Assad regime continues to produce chemical weapons, intelligence report says
| Reuters File Photo


A Western intelligence source claims that it has proof of the ongoing production of chemical weapons in Syria —contrary to an agreement from 2013— a BBC report published Thursday says. According to the unnamed source, chemical and biological munitions are produced at sites near Damascus and Hama.

The intelligence document at the heart of the BBC's disclosure reports that there are three manufacturing sites, listed as the Masyaf facility in Hama and the Barzeh and Dummar (Jamrayah) facilities close to Damascus. All of them are said to be part of the Scientific Studies and Research Centre (SSRC), an institution run by the Assad regime, but promoted as a civilian research institute. The Masyaf and Barzeh facilities are said to specialize in the production of chemical weapons for long-range missiles and artillery. The BBC was allowed to publish the information only on condition that it did not name the source, the BBC report said.

In 2013, Assad was pushed to formally give up on his chemical weapons program and dismantle existing stocks after allegedly carrying out a chemical attack on Ghouta, an area close to Damascus, in the course of clashes with opposition forces. Russian Foreign Minister Sergei Lavrov and U.S. Secretary of State John Kerry struck a deal in September 2013, according to which the arsenal of chemical weapons should be removed or destroyed, in exchange for a layoff of U.S. airstrikes against the Assad regime. Syria's Assad as a consequence also had to sign up to the Chemical Weapons Convention (CWC). The current document referred to by the BBC report charges that both Iran and Russia as Syria's allies are aware of ongoing weapons productions in regime-held areas of Syria.

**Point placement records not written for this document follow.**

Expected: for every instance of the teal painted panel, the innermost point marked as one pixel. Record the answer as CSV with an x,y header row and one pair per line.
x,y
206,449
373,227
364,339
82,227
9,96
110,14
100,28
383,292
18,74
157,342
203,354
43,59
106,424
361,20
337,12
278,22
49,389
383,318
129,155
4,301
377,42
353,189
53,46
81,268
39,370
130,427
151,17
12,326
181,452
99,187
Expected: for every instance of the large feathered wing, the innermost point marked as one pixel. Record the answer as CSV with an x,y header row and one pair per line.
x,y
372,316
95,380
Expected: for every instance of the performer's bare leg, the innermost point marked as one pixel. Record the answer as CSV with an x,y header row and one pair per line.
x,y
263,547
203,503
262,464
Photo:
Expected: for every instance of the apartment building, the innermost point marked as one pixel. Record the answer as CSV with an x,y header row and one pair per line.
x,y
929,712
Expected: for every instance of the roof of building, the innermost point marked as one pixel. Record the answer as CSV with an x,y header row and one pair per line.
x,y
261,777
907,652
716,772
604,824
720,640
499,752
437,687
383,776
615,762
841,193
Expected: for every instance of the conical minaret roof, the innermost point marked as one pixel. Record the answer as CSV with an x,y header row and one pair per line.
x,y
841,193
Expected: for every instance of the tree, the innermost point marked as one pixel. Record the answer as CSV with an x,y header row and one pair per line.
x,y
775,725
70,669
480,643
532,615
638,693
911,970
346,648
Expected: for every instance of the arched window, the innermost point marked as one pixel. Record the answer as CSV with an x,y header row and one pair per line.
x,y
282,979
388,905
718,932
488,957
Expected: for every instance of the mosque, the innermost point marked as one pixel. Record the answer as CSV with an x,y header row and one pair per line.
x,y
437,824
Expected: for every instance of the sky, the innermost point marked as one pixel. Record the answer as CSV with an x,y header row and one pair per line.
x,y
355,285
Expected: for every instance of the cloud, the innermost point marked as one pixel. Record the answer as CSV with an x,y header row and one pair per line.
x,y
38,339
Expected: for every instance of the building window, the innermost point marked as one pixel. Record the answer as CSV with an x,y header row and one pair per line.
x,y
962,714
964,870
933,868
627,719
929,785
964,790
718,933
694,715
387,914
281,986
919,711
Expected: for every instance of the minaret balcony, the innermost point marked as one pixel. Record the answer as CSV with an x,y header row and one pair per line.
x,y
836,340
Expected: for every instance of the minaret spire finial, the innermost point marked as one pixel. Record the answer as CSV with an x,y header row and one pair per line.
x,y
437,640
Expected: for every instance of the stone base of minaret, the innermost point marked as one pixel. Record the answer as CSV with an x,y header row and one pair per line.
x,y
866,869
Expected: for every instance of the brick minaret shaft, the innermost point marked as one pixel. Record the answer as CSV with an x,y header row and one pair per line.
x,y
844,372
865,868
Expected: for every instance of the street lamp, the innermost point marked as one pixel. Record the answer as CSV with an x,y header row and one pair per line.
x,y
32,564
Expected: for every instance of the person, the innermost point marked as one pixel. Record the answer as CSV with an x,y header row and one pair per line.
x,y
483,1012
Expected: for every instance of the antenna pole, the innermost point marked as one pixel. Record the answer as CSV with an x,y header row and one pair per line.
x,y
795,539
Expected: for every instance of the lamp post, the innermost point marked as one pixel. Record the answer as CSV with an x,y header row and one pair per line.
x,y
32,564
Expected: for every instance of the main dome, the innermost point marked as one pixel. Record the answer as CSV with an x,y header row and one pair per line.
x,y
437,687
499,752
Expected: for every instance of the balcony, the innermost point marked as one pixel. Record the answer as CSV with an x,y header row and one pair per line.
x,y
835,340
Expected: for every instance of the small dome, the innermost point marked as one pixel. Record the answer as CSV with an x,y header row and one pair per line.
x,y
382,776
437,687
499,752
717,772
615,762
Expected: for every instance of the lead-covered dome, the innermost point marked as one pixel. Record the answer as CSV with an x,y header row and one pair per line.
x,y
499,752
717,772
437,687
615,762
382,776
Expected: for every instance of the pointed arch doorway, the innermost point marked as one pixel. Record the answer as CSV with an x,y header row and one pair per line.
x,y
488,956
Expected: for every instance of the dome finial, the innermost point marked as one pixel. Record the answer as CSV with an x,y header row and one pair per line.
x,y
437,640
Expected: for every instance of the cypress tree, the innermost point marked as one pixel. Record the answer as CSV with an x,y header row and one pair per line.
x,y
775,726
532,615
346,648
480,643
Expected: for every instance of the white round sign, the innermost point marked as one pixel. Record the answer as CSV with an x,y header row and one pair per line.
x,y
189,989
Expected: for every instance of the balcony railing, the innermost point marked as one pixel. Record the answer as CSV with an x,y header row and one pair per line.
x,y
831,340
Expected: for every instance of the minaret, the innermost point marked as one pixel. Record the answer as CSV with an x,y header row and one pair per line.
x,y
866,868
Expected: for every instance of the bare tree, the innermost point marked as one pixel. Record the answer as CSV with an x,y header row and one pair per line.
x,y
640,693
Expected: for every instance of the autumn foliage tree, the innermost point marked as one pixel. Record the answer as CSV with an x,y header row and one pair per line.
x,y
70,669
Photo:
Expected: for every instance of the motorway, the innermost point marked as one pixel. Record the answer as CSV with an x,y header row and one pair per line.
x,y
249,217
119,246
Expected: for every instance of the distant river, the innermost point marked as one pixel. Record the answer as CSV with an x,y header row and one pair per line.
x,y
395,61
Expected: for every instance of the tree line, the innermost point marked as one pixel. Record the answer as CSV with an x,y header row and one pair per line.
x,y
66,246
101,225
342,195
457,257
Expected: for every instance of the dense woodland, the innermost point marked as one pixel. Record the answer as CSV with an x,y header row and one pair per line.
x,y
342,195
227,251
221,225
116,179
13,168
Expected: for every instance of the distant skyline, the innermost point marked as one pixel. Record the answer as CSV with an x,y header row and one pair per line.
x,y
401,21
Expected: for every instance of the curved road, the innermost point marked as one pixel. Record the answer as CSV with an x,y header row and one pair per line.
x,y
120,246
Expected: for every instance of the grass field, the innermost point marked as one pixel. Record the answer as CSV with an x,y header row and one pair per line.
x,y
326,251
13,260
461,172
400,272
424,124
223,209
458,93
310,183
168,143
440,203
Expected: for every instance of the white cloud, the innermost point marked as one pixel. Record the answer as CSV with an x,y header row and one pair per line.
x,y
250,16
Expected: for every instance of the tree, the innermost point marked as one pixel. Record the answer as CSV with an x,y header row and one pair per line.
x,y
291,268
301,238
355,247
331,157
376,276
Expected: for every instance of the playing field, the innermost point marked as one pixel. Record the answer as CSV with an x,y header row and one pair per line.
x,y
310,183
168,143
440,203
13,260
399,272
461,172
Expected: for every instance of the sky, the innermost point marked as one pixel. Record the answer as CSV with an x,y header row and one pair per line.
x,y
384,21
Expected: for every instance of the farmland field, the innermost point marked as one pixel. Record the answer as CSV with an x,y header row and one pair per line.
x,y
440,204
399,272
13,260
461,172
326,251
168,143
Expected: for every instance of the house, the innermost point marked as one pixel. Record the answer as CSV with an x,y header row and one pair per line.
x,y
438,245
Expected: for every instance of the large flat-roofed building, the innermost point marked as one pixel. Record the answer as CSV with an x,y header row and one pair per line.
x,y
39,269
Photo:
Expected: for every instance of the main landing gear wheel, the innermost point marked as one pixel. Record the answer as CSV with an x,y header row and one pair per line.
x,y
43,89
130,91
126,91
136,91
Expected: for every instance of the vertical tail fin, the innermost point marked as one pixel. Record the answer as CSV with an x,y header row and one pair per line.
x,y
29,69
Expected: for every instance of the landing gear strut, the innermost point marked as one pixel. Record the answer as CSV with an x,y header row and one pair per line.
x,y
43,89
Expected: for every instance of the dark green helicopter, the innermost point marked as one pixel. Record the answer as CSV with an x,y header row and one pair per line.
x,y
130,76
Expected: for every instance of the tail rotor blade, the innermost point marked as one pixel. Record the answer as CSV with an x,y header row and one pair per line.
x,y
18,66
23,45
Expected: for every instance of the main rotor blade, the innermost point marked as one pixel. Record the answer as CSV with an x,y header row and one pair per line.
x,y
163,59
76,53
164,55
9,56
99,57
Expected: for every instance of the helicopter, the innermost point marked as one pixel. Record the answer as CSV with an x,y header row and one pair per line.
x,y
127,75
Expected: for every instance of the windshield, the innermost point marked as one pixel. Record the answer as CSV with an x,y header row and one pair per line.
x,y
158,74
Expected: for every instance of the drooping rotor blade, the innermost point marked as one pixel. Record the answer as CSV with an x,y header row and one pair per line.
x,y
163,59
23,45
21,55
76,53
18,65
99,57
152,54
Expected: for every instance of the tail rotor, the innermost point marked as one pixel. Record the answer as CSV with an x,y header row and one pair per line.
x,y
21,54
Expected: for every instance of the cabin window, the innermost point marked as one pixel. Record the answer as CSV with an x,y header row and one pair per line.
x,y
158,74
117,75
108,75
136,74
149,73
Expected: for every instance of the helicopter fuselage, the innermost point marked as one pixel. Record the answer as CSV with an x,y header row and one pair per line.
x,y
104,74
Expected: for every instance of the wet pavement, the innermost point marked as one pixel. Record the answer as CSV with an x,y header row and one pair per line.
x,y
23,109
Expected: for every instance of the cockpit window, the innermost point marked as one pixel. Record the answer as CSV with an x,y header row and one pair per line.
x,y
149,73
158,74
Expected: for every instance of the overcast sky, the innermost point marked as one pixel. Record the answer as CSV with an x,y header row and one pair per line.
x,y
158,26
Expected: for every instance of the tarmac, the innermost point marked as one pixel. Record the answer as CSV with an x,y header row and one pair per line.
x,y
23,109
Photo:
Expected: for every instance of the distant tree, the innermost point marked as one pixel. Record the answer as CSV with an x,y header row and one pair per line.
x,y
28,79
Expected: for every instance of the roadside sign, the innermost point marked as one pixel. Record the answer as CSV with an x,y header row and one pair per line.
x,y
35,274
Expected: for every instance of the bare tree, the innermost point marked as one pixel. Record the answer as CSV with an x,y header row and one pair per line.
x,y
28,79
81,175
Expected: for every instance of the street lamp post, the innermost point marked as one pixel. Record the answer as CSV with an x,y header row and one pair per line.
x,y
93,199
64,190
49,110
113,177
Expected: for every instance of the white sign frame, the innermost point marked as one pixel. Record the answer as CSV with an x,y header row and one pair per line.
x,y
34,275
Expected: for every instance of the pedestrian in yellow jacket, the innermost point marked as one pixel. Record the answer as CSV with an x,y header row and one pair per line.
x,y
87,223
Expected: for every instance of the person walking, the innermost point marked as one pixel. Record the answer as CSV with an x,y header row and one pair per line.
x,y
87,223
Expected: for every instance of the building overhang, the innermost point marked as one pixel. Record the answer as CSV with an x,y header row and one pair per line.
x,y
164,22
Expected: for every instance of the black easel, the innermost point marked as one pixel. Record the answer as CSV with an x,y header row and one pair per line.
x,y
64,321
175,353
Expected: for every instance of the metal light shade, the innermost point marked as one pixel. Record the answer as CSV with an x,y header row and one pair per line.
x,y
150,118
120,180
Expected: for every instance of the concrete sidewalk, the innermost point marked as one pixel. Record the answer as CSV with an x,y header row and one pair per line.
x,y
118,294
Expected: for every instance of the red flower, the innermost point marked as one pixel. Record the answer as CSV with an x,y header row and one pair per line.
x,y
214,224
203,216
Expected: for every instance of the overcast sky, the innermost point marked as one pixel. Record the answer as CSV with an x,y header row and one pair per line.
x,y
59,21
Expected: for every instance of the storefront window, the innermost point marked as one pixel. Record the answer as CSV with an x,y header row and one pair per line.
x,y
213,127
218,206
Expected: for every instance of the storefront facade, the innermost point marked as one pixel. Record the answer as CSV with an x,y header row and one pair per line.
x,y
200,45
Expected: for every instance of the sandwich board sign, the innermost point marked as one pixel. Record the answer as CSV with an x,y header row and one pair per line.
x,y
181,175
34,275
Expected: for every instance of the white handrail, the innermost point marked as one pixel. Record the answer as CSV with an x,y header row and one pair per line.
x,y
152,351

Current allegations would imply that the Assad regime must have found a way around the monitoring of production sites, which is conducted on a regular basis by the Organization for the Prohibition of Chemical Weapons (OPCW). The OPCW itself says in a recent report that inspectors visited the Barzah and Jamrayah facilities outside Damascus on an inspection trip from Feb. 26 to March 5, 2017, but that the OPCW was still waiting for the analysis results of samples collected at the sites and sent in to OPCW laboratories. The OPCW also asked Syrian authorities to "declare the relevant parts" of the SSRC cites, according to an email sent to the BBC, as past declarations were not yet considered sufficient.

While not all information at hand is conclusive yet as to the production of chemical warfare agents, recent events point to the use of sarin gas or related substances by the Assad regime, making it likely that the regime still holds a stockpile of chemical weapons. Assad himself refuted the accusations, saying that they are 'fabrications" and that he had given up his chemical weapons arsenal in 2013.

In the course of an attack on the opposition-held town of Khan Sheikhoun which occurred April 4, at least 87 civilians were reported to have died with symptoms of chemical poisoning. While explanations differ as to the exact nature and the origin of the chemical agent, the OPCW said that, according to extensive testing, the substance must have been sarin or a chemically similar, equally banned substance.

Western powers argue that a chemical attack was carried out by the Assad regime and refute the Russian version, claiming that the agent was released when regime forces struck an opposition-held warehouse storing the chemicals, as unlikely. While Daesh has used poisonous substances before, it typically deploys mustard gas, as its abilities to produce chemical weapons are very rudimentary according to the Pentagon, which would rule out the use of substances like Sarin, which require more sophisticated procedures. The United Nations suggested that the agent used in the Khan Sheikhoun attacks is basically the same as that reportedly used in a dramatic chemical attack on Ghouta in 2013, which resulted in a high number of casualties, a circumstance also pointing into the direction of the Assad regime as culprit.